A full list of affected courses can be found here.
Teaching positions to be lost through attrition
The York board (YRDSB) expects to lose more than 90 teaching positions this year through the process of attrition, the pair added, though no high school teachers will be laid off. The YRDSB has 41,000 students and an annual budget of some $1.5 billion.
Ontario Education Minister Lisa Thompson revealed in March that the average class size requirement for Grades 9 to 12 will be adjusted to 28, up from the current average of 22. The move left school boards across the province scrambling to address budget shortfalls resulting from the change.
While overall funding to the YRDSB is set to increase by $1.7 million for the 2019-2020 school year, the board warned in April that bigger class size requirements will eventually result in a loss of about 300 teaching positions over the next four years and a considerable reduction in many elective courses.

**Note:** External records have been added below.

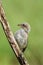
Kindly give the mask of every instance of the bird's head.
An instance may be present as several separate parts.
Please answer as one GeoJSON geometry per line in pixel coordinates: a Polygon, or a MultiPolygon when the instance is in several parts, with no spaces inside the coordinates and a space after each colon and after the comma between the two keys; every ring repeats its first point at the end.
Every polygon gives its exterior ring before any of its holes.
{"type": "Polygon", "coordinates": [[[30,25],[28,23],[21,23],[18,24],[18,26],[20,26],[21,28],[23,28],[25,30],[25,32],[29,33],[30,32],[30,25]]]}

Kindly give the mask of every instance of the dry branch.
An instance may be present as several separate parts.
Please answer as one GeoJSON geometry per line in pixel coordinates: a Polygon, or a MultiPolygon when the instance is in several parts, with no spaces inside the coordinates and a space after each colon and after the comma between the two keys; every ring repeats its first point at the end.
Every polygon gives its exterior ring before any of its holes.
{"type": "Polygon", "coordinates": [[[13,36],[9,23],[6,20],[5,12],[4,12],[1,2],[0,2],[0,23],[2,25],[4,33],[9,41],[9,44],[10,44],[13,52],[15,53],[20,65],[29,65],[13,36]]]}

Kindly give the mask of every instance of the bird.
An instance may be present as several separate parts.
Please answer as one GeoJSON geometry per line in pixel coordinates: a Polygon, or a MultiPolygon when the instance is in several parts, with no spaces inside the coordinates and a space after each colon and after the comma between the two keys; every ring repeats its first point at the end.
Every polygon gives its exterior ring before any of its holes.
{"type": "Polygon", "coordinates": [[[28,46],[28,33],[30,32],[31,27],[27,22],[20,23],[18,26],[20,29],[15,32],[14,38],[17,41],[20,50],[24,52],[28,46]]]}

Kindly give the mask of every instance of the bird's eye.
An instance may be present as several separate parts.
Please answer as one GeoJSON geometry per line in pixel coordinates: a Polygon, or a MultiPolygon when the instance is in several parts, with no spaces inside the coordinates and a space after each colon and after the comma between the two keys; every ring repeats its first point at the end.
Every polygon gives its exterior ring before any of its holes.
{"type": "Polygon", "coordinates": [[[23,24],[23,26],[25,27],[25,25],[23,24]]]}
{"type": "Polygon", "coordinates": [[[26,26],[25,24],[23,24],[23,26],[24,26],[25,28],[27,28],[27,26],[26,26]]]}

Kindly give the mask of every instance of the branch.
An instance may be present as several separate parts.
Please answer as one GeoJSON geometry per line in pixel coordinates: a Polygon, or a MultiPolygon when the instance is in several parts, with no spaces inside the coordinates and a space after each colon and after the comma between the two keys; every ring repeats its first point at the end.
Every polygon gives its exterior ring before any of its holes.
{"type": "Polygon", "coordinates": [[[10,29],[9,23],[6,20],[5,12],[4,12],[1,2],[0,2],[0,23],[2,25],[5,35],[7,37],[7,40],[9,42],[13,52],[15,53],[20,65],[29,65],[14,38],[14,35],[10,29]]]}

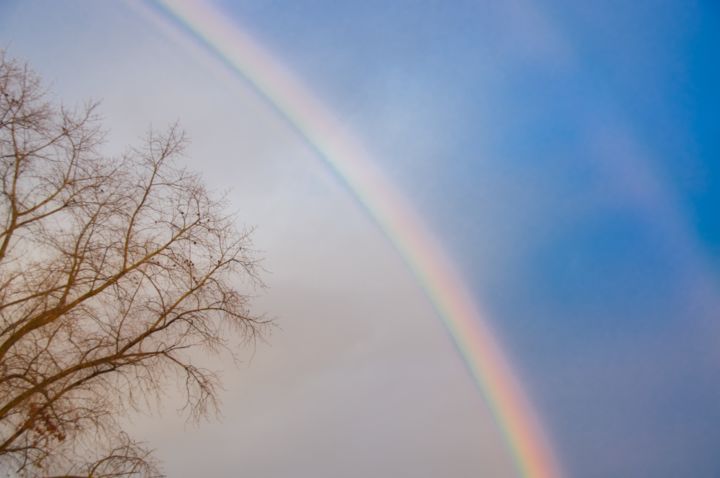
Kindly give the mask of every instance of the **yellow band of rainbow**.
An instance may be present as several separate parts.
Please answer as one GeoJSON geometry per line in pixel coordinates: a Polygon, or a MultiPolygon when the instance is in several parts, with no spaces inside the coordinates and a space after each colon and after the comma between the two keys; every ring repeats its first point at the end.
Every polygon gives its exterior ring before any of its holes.
{"type": "Polygon", "coordinates": [[[557,460],[499,341],[461,276],[405,199],[328,109],[268,52],[213,7],[159,0],[174,24],[249,82],[349,187],[402,255],[467,362],[526,478],[559,478],[557,460]]]}

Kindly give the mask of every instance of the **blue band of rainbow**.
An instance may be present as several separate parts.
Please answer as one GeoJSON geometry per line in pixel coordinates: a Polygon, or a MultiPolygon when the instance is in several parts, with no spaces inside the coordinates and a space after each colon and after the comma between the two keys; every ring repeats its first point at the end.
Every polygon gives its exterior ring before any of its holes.
{"type": "Polygon", "coordinates": [[[175,25],[252,84],[319,153],[402,255],[450,331],[486,397],[520,476],[559,478],[558,462],[499,341],[460,275],[412,207],[376,169],[364,148],[328,109],[252,37],[215,10],[191,0],[159,1],[175,25]]]}

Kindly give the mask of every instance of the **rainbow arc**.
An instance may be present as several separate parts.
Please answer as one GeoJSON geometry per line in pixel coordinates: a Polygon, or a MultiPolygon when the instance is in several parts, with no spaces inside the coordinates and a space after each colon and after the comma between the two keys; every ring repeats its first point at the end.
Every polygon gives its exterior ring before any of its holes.
{"type": "Polygon", "coordinates": [[[559,478],[560,467],[500,342],[442,247],[365,149],[327,107],[250,35],[213,7],[159,1],[164,15],[250,83],[317,151],[367,209],[437,309],[527,478],[559,478]]]}

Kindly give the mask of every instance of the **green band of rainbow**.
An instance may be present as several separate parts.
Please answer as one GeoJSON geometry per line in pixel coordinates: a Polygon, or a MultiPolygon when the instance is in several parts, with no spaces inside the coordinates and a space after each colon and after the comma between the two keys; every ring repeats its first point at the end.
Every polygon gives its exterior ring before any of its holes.
{"type": "Polygon", "coordinates": [[[539,419],[460,275],[362,146],[339,127],[301,82],[220,12],[191,0],[159,0],[159,7],[167,19],[190,33],[235,75],[252,84],[318,151],[375,219],[450,331],[492,409],[520,475],[560,477],[539,419]]]}

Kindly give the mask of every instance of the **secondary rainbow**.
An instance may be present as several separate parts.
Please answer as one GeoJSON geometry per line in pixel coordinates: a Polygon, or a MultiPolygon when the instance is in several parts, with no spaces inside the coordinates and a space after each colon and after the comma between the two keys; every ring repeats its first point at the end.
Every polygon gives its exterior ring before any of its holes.
{"type": "Polygon", "coordinates": [[[377,221],[450,331],[492,409],[519,474],[560,477],[540,421],[478,305],[420,217],[380,173],[362,145],[290,71],[221,12],[191,0],[160,0],[156,4],[165,19],[250,83],[377,221]]]}

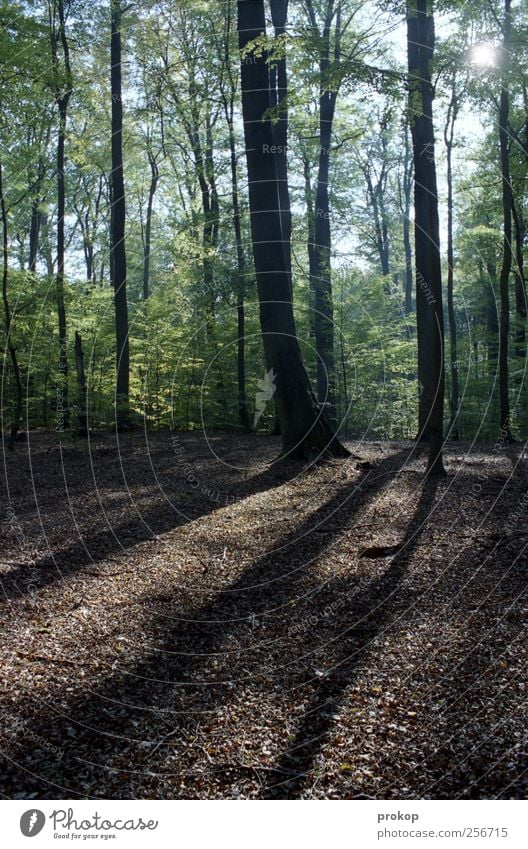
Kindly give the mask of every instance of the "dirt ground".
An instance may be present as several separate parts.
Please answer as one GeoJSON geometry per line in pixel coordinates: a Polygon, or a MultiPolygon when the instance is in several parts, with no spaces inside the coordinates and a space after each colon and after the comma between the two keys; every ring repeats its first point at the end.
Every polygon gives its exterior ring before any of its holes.
{"type": "Polygon", "coordinates": [[[4,455],[4,797],[528,796],[522,449],[349,447],[4,455]]]}

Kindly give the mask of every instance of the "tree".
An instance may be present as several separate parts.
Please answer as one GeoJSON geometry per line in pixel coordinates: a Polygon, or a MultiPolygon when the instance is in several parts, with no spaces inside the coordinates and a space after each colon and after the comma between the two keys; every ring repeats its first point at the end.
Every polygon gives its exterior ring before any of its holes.
{"type": "Polygon", "coordinates": [[[510,419],[510,391],[508,347],[510,332],[510,272],[512,268],[512,206],[513,194],[510,176],[510,151],[508,123],[510,115],[509,66],[511,48],[511,0],[504,0],[504,23],[502,31],[502,78],[499,106],[499,147],[502,179],[502,265],[500,270],[500,318],[499,318],[499,398],[500,432],[505,441],[512,440],[510,419]]]}
{"type": "Polygon", "coordinates": [[[427,470],[445,474],[444,318],[440,226],[433,127],[431,69],[435,49],[433,5],[407,0],[409,113],[414,162],[416,324],[418,336],[419,440],[429,443],[427,470]]]}
{"type": "Polygon", "coordinates": [[[444,126],[444,141],[447,155],[447,315],[449,320],[449,365],[451,372],[450,412],[451,421],[449,432],[453,439],[458,439],[458,362],[457,362],[457,324],[454,303],[454,238],[453,238],[453,144],[455,124],[460,109],[460,96],[457,91],[456,74],[451,79],[451,96],[447,107],[447,117],[444,126]]]}
{"type": "Polygon", "coordinates": [[[123,176],[123,101],[121,93],[121,0],[110,0],[110,85],[112,93],[112,176],[110,270],[114,288],[116,331],[116,425],[130,424],[125,183],[123,176]]]}
{"type": "Polygon", "coordinates": [[[66,11],[64,0],[49,0],[48,15],[51,39],[55,100],[59,113],[57,134],[57,316],[59,329],[59,374],[62,377],[57,391],[57,427],[63,430],[69,425],[68,409],[68,330],[64,300],[65,220],[66,220],[66,121],[68,104],[72,94],[72,71],[70,46],[66,35],[66,11]],[[60,67],[59,46],[62,50],[60,67]]]}
{"type": "Polygon", "coordinates": [[[317,407],[302,361],[282,244],[277,164],[270,118],[268,52],[263,0],[239,0],[238,34],[253,257],[266,367],[277,387],[282,455],[311,459],[347,455],[317,407]],[[253,49],[252,49],[253,47],[253,49]]]}

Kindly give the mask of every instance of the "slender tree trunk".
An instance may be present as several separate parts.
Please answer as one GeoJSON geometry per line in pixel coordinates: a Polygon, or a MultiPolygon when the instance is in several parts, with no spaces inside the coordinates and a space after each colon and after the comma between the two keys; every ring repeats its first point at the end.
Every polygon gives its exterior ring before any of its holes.
{"type": "Polygon", "coordinates": [[[499,356],[499,318],[497,315],[497,267],[494,262],[486,263],[486,277],[481,269],[481,279],[485,283],[486,299],[486,338],[488,341],[488,374],[492,383],[497,379],[499,356]]]}
{"type": "MultiPolygon", "coordinates": [[[[330,226],[330,154],[334,122],[337,87],[330,86],[328,72],[331,61],[340,61],[341,4],[334,10],[333,2],[327,2],[325,20],[320,33],[319,56],[319,158],[315,187],[315,210],[313,214],[313,245],[309,248],[310,288],[314,295],[314,333],[317,354],[317,399],[324,405],[330,426],[336,427],[335,402],[335,350],[334,308],[332,297],[331,255],[332,233],[330,226]],[[335,11],[334,49],[331,57],[331,31],[335,11]]],[[[307,4],[311,26],[317,30],[314,4],[307,4]]]]}
{"type": "Polygon", "coordinates": [[[145,221],[145,245],[143,249],[143,300],[146,301],[150,294],[150,250],[152,234],[152,208],[154,206],[154,195],[159,182],[159,168],[151,150],[148,151],[150,165],[150,185],[147,202],[147,217],[145,221]]]}
{"type": "Polygon", "coordinates": [[[240,201],[238,197],[238,171],[235,146],[234,127],[234,92],[231,94],[230,102],[225,104],[225,114],[229,130],[229,153],[231,164],[231,203],[233,206],[233,229],[235,232],[235,244],[237,253],[237,384],[238,384],[238,416],[242,428],[249,432],[251,425],[246,401],[246,362],[245,362],[245,289],[246,289],[246,255],[242,242],[242,227],[240,217],[240,201]]]}
{"type": "Polygon", "coordinates": [[[271,20],[275,38],[282,41],[279,58],[275,66],[270,68],[270,106],[277,110],[278,120],[273,124],[274,144],[279,153],[274,157],[277,168],[277,188],[279,209],[281,212],[282,249],[286,266],[290,275],[290,290],[292,288],[291,264],[291,205],[288,188],[288,78],[286,71],[285,35],[288,19],[288,0],[270,0],[271,20]]]}
{"type": "Polygon", "coordinates": [[[112,92],[112,177],[110,268],[114,288],[116,329],[116,425],[130,425],[127,266],[125,249],[125,184],[123,176],[123,102],[121,95],[121,5],[111,3],[110,82],[112,92]]]}
{"type": "Polygon", "coordinates": [[[88,410],[86,408],[86,375],[84,372],[84,353],[80,334],[75,332],[75,369],[77,372],[77,386],[79,398],[79,412],[77,415],[77,433],[79,436],[88,435],[88,410]]]}
{"type": "Polygon", "coordinates": [[[444,317],[431,82],[435,47],[431,0],[407,0],[407,39],[414,161],[419,439],[429,443],[428,472],[445,474],[444,317]]]}
{"type": "Polygon", "coordinates": [[[374,186],[372,177],[368,170],[368,165],[365,169],[365,178],[367,181],[367,193],[370,205],[372,206],[374,231],[376,234],[376,250],[378,251],[381,274],[383,277],[388,277],[390,274],[389,233],[387,228],[385,202],[383,200],[383,187],[380,183],[374,186]]]}
{"type": "MultiPolygon", "coordinates": [[[[20,430],[20,422],[22,419],[22,378],[20,376],[20,367],[18,364],[18,356],[12,338],[12,320],[11,307],[9,304],[9,296],[7,291],[8,273],[9,273],[9,248],[7,238],[7,207],[4,197],[4,181],[3,169],[0,162],[0,212],[2,217],[2,301],[4,305],[4,325],[6,332],[6,345],[9,350],[9,358],[13,369],[13,379],[15,385],[15,403],[13,410],[13,419],[9,430],[8,448],[12,451],[15,447],[17,433],[20,430]]],[[[5,383],[4,383],[5,385],[5,383]]]]}
{"type": "Polygon", "coordinates": [[[40,233],[40,203],[39,197],[31,201],[31,221],[29,225],[29,270],[34,274],[37,270],[37,256],[40,233]]]}
{"type": "Polygon", "coordinates": [[[448,107],[447,121],[444,128],[444,140],[447,154],[447,315],[449,320],[449,364],[451,374],[450,412],[451,421],[449,433],[452,439],[458,439],[458,362],[457,362],[457,325],[455,304],[453,298],[454,285],[454,243],[453,243],[453,140],[455,122],[458,115],[458,98],[453,82],[451,102],[448,107]]]}
{"type": "Polygon", "coordinates": [[[413,268],[411,247],[411,194],[413,161],[409,145],[409,128],[405,124],[405,155],[403,164],[403,253],[405,257],[405,314],[412,312],[413,268]]]}
{"type": "Polygon", "coordinates": [[[68,99],[59,101],[59,137],[57,143],[57,315],[59,322],[59,374],[62,377],[58,399],[61,415],[57,415],[57,425],[67,429],[70,423],[68,407],[68,331],[66,325],[66,305],[64,301],[64,224],[66,217],[66,188],[65,188],[65,133],[68,99]]]}
{"type": "Polygon", "coordinates": [[[314,298],[315,347],[317,351],[317,398],[325,405],[332,427],[336,424],[335,361],[334,361],[334,307],[331,280],[330,198],[330,146],[335,112],[335,93],[323,91],[320,97],[319,166],[315,193],[314,265],[312,288],[314,298]]]}
{"type": "Polygon", "coordinates": [[[515,197],[512,194],[512,215],[515,228],[515,355],[523,360],[526,357],[526,279],[524,276],[524,222],[517,211],[515,197]]]}
{"type": "Polygon", "coordinates": [[[504,0],[503,28],[503,76],[499,107],[499,146],[502,177],[502,266],[499,279],[499,398],[500,434],[503,440],[511,441],[510,393],[508,347],[510,332],[510,272],[512,268],[512,188],[510,178],[510,152],[508,146],[508,121],[510,93],[508,89],[509,51],[511,45],[511,0],[504,0]]]}
{"type": "Polygon", "coordinates": [[[65,183],[65,144],[68,104],[72,91],[70,67],[70,48],[66,36],[66,18],[64,0],[57,0],[56,6],[50,6],[51,55],[56,75],[55,96],[59,111],[59,131],[57,137],[57,319],[59,330],[59,368],[60,384],[57,387],[57,429],[62,431],[69,426],[68,408],[68,332],[66,323],[66,305],[64,300],[64,262],[65,262],[65,220],[66,220],[66,183],[65,183]],[[55,18],[58,15],[58,24],[55,18]],[[64,62],[65,81],[61,85],[59,76],[59,44],[64,62]]]}
{"type": "Polygon", "coordinates": [[[312,459],[321,454],[346,456],[326,418],[318,410],[306,374],[293,316],[290,277],[277,206],[277,169],[269,154],[274,144],[266,51],[249,57],[246,48],[266,31],[263,0],[239,0],[242,112],[246,141],[253,256],[260,323],[268,369],[276,386],[283,456],[312,459]]]}

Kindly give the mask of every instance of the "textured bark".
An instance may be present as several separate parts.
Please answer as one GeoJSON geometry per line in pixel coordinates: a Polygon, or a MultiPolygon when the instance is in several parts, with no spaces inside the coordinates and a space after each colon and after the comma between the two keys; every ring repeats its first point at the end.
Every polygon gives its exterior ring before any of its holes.
{"type": "Polygon", "coordinates": [[[444,318],[431,66],[435,32],[430,0],[408,0],[409,112],[413,141],[419,435],[428,471],[444,474],[444,318]]]}
{"type": "Polygon", "coordinates": [[[246,55],[251,42],[266,30],[263,0],[239,0],[242,111],[246,141],[253,256],[260,304],[260,323],[268,369],[273,369],[283,456],[311,459],[348,453],[317,407],[297,340],[290,278],[282,244],[277,204],[277,170],[267,55],[246,55]]]}
{"type": "Polygon", "coordinates": [[[127,265],[125,249],[125,184],[123,177],[123,103],[121,98],[121,6],[111,2],[110,82],[112,91],[112,177],[110,270],[114,288],[116,330],[116,425],[130,424],[127,265]]]}

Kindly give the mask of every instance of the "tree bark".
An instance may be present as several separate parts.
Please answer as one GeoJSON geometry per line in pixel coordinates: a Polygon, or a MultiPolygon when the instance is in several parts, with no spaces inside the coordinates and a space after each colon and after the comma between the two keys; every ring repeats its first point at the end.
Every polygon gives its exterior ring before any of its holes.
{"type": "Polygon", "coordinates": [[[143,247],[143,300],[146,301],[150,295],[150,250],[152,241],[152,209],[154,206],[154,195],[158,188],[159,168],[152,150],[147,151],[150,165],[150,185],[147,201],[147,217],[145,220],[145,244],[143,247]]]}
{"type": "Polygon", "coordinates": [[[116,426],[130,425],[127,265],[125,249],[125,184],[123,176],[123,102],[121,95],[121,5],[111,3],[110,84],[112,93],[112,177],[110,269],[114,288],[116,330],[116,426]]]}
{"type": "Polygon", "coordinates": [[[515,196],[512,193],[512,215],[515,228],[515,356],[523,360],[526,356],[526,278],[524,276],[524,221],[522,220],[515,196]]]}
{"type": "Polygon", "coordinates": [[[79,412],[77,415],[77,433],[79,436],[88,435],[88,410],[86,407],[86,375],[84,372],[84,353],[80,334],[75,331],[75,369],[77,372],[77,386],[79,398],[79,412]]]}
{"type": "Polygon", "coordinates": [[[457,362],[457,325],[453,297],[454,286],[454,240],[453,240],[453,140],[455,122],[458,116],[459,102],[455,91],[455,81],[451,93],[451,101],[447,110],[447,120],[444,127],[444,141],[447,155],[447,315],[449,320],[449,365],[451,374],[449,433],[452,439],[458,439],[458,362],[457,362]]]}
{"type": "Polygon", "coordinates": [[[414,162],[418,439],[429,443],[428,472],[445,474],[444,318],[431,82],[435,47],[431,0],[407,0],[407,44],[414,162]]]}
{"type": "Polygon", "coordinates": [[[504,0],[504,26],[502,40],[503,74],[499,107],[499,146],[502,178],[502,265],[499,278],[499,429],[504,441],[512,440],[509,393],[509,332],[510,332],[510,272],[512,268],[512,188],[510,178],[510,152],[508,144],[508,121],[510,114],[510,92],[508,88],[509,51],[511,46],[511,0],[504,0]]]}
{"type": "Polygon", "coordinates": [[[3,180],[3,168],[2,163],[0,162],[0,212],[2,218],[2,302],[4,305],[4,325],[6,332],[6,345],[9,350],[9,358],[11,360],[11,367],[13,369],[13,379],[15,385],[15,403],[13,410],[13,419],[11,421],[11,427],[9,429],[9,440],[8,440],[8,448],[10,451],[13,451],[15,447],[15,441],[17,438],[18,431],[20,430],[20,422],[22,419],[22,400],[23,400],[23,391],[22,391],[22,378],[20,376],[20,367],[18,364],[18,356],[15,345],[13,343],[12,338],[12,317],[11,317],[11,307],[9,304],[9,296],[7,291],[8,286],[8,274],[9,274],[9,243],[7,238],[7,207],[4,196],[4,180],[3,180]]]}
{"type": "Polygon", "coordinates": [[[277,168],[270,80],[266,51],[248,54],[248,45],[266,31],[263,0],[239,0],[238,34],[241,87],[249,182],[253,256],[260,304],[260,323],[267,368],[272,369],[279,412],[282,456],[313,459],[346,456],[317,407],[297,340],[288,264],[280,249],[283,230],[277,203],[277,168]]]}
{"type": "Polygon", "coordinates": [[[273,124],[274,144],[279,153],[275,157],[277,167],[277,186],[279,208],[281,212],[282,249],[290,275],[292,290],[291,263],[291,204],[288,188],[288,78],[286,71],[285,35],[288,19],[288,0],[270,0],[270,12],[275,38],[279,42],[279,56],[270,67],[270,106],[276,110],[277,120],[273,124]],[[282,44],[280,43],[282,42],[282,44]]]}
{"type": "MultiPolygon", "coordinates": [[[[317,30],[317,19],[313,3],[307,3],[311,26],[317,30]]],[[[333,61],[340,59],[341,5],[335,12],[333,61]]],[[[330,151],[334,122],[337,85],[331,85],[328,73],[331,65],[331,31],[334,3],[327,0],[325,20],[320,34],[319,56],[319,157],[315,186],[315,210],[313,213],[313,245],[308,250],[310,262],[310,288],[314,294],[314,332],[317,353],[317,399],[324,405],[330,425],[336,426],[335,403],[335,352],[334,352],[334,307],[332,296],[331,255],[332,232],[330,226],[330,151]]],[[[317,30],[318,31],[318,30],[317,30]]]]}
{"type": "Polygon", "coordinates": [[[72,91],[72,74],[70,66],[70,48],[66,36],[66,18],[64,11],[64,0],[57,0],[53,12],[50,7],[50,37],[51,53],[54,73],[56,75],[55,97],[59,110],[59,131],[57,136],[57,318],[59,330],[59,375],[60,386],[57,392],[57,429],[65,430],[69,426],[68,409],[68,331],[66,322],[66,305],[64,301],[64,262],[65,262],[65,219],[66,219],[66,183],[65,183],[65,144],[66,144],[66,121],[68,117],[68,104],[72,91]],[[58,25],[55,20],[55,12],[58,14],[58,25]],[[62,49],[64,62],[65,81],[61,86],[58,79],[59,74],[59,43],[62,49]],[[59,404],[60,399],[60,404],[59,404]],[[59,415],[60,410],[60,415],[59,415]]]}
{"type": "Polygon", "coordinates": [[[403,173],[399,180],[400,211],[402,214],[403,255],[405,259],[405,275],[403,294],[405,299],[405,314],[412,312],[413,269],[411,248],[411,196],[413,184],[412,151],[409,144],[409,125],[405,120],[403,128],[403,173]]]}

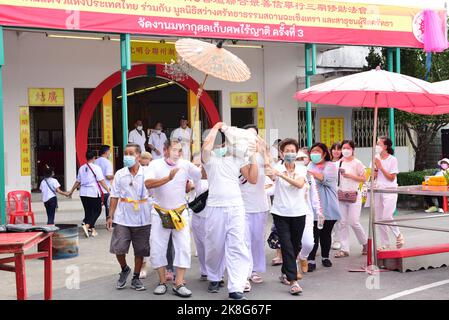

"We want to assure you that our schools have been doing their best to limit these numbers. In some cases, this may mean combining courses or increasing class sizes where possible within our existing collective agreements," McBain and Sirisko said in Wednesday's letter.
Premier Doug Ford and his government have consistently disputed figures put forth by various school boards for potential losses in teaching positions and courses. Last month, Ford said school boards in the province are "out of control," while Thompson has accused school boards of fear mongering about job losses.